Turning Back: The Story Of Bob Backlund’s 1994 Heel Run

July 9, 2025
Bob Backlund — The Movie Database (TMDB)

Brian Damage

Although a babyface for much of his time as a wrestler, during the 1990s, Bob Backlund had a short, and relatively successful, stint in the WWE as a heel. Today, we look back on that heel run, a run which culminated in grabbing the WWE title.

For the first 11 years of Bob Backlund’s pro wrestling career, he was portrayed as the all American boy, the kid next door. A wrestler who was shy, but strong-willed and had moral values. Vince McMahon Sr loved that about Backlund and featured him as the WWWF champion for the next few years. By the end of Backlund’s title run, the landscape of the WWF was changing. Vince McMahon Jr was taking over the company and wanted his own version of what a world champion should be like. Fans were also slowly changing as people started to become bored of Backlund’s clean-cut image and chants of ‘Howdy Doody’ began echoing at various venues. Once the title was from Backlund, Vince Jr suggested that Bob Backlund dye his hair black and turn heel. He would become the top heel to fight against Hulk Hogan and Hulkamania.

Backlund turned down the offer, fearing that he would disappoint too many of his fans and wanted to set an example for his young daughter. Because Backlund relented, he was eventually phased out of the company and ultimately left in 1984. Once Backlund had left the WWF, the Rock N Wrestling era began and the company went from a regional territory to a national powerhouse. Almost a decade went by since Backlund had set foot in a WWF ring. In those eight years, so much changed in the business. Fans were not only becoming more fickle, but smarter as well. The lines between good and evil were just started to blur just a little bit. In 1992, the World Wrestling Federation was struggling in its own right. Steroid and sex scandals began plaguing the company and business was dropping off fast.

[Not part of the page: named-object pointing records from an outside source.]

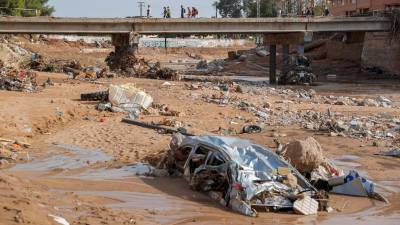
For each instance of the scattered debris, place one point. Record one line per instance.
(301, 73)
(252, 129)
(307, 156)
(304, 155)
(230, 170)
(59, 219)
(95, 96)
(305, 206)
(129, 98)
(17, 80)
(129, 65)
(392, 153)
(156, 127)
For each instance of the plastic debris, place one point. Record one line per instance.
(306, 206)
(355, 185)
(129, 97)
(392, 153)
(59, 219)
(252, 129)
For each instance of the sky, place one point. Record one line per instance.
(124, 8)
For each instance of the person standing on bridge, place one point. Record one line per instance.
(194, 12)
(183, 11)
(148, 11)
(165, 12)
(168, 12)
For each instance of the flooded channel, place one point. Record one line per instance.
(171, 201)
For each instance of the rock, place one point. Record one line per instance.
(312, 92)
(262, 114)
(243, 58)
(239, 89)
(369, 102)
(202, 64)
(103, 106)
(176, 141)
(7, 154)
(382, 99)
(3, 163)
(306, 206)
(304, 155)
(262, 53)
(341, 126)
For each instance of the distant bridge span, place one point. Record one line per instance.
(103, 26)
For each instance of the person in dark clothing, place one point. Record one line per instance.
(183, 11)
(326, 12)
(194, 12)
(148, 11)
(168, 12)
(165, 12)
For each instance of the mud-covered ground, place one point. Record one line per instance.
(79, 164)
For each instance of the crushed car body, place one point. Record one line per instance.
(238, 173)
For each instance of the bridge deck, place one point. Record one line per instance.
(51, 25)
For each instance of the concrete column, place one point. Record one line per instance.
(286, 59)
(125, 46)
(272, 64)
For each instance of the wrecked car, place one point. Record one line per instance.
(238, 174)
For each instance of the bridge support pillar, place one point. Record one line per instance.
(355, 37)
(126, 45)
(285, 59)
(284, 39)
(272, 64)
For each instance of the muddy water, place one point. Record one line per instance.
(172, 202)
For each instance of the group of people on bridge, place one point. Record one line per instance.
(191, 12)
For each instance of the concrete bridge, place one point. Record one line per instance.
(126, 32)
(50, 25)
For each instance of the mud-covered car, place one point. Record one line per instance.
(239, 174)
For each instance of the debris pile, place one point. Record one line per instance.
(248, 178)
(121, 98)
(230, 171)
(131, 66)
(378, 126)
(12, 79)
(216, 65)
(10, 149)
(307, 156)
(301, 72)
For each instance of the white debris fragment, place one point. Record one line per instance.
(59, 220)
(306, 206)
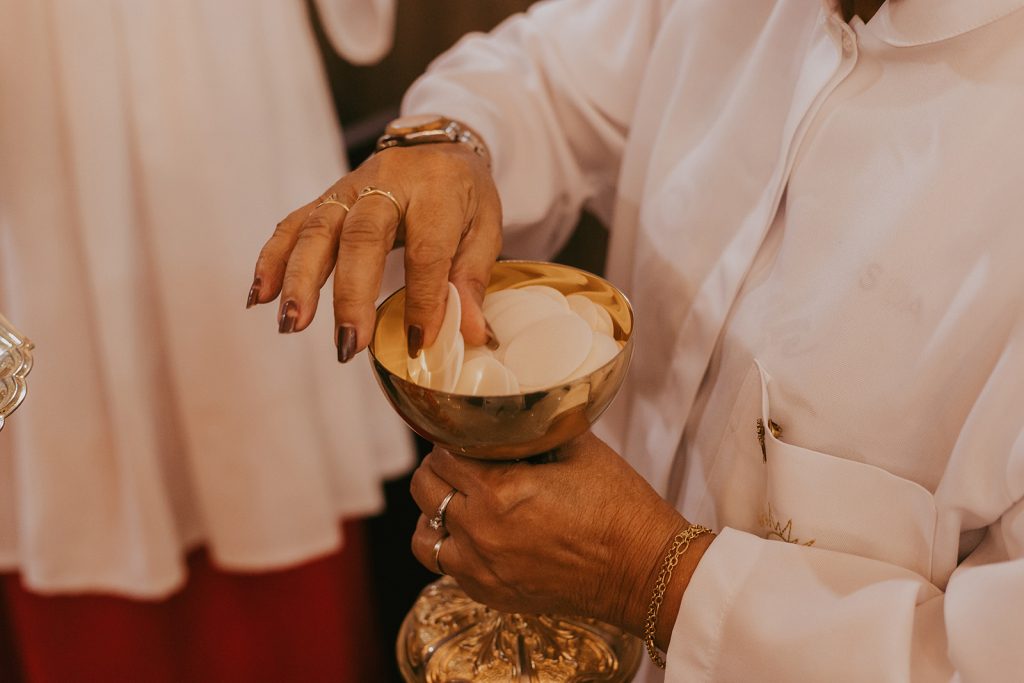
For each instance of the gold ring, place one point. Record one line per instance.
(437, 521)
(333, 199)
(437, 555)
(370, 189)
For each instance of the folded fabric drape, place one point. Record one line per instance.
(147, 151)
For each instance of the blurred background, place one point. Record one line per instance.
(209, 567)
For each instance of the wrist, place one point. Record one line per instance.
(432, 128)
(676, 588)
(647, 545)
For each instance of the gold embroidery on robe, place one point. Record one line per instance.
(775, 529)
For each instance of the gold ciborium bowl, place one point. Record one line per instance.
(513, 426)
(448, 637)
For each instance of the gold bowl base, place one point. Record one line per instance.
(449, 638)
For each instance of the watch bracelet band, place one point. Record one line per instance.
(454, 132)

Vince McMahon was throwing anything and everything against the wall to see what would stick. He made a call to Backlund to see if he was interested in making a comeback. After meeting with Vince, Backlund decided to give the WWF one more run. He was still using the same old goody two shoes gimmick from the 70’s and 80’s, but in the 1990’s it just wasn’t clicking with fans. Backlund was feeling like time had passed him by and for the most part, it did. Fans never gave him a good reaction to his scientific matches. They also started chanting boring for some of them as well. Bob wasn’t going to give up on this comeback so easily. According to him, he was the one who approached McMahon this time about tweaking his character. Backlund suggested turning himself heel and trying that. Bob Backlund still wanted to preserve his character’s moral values.

He suggested to Vince that character would become disillusioned by all the fans not respecting his good, clean image. That it was the fans that turned on him and would just simply become a character who would push his morals on everyone else. That way, while acting as a heel, he could still in his mind be a babyface that was just being rejected by the people around him. Vince apparently loved the idea and a program was starting to be built up around him. Backlund would amass a long winning streak that would finally culminate with Backlund challenging then WWF champion Bret Hart to a face vs face title match. The match was dubbed “The Old Generation Vs The New Generation” and the match itself was simply a pure wrestling match. The culmination of it had Backlund pinning Bret for a 2 count and immediately Backlund started celebrating thinking the referee has counted three. As the referee was trying to explain to Backlund that he only counted two, Hart rolled him up for a three, retaining the title.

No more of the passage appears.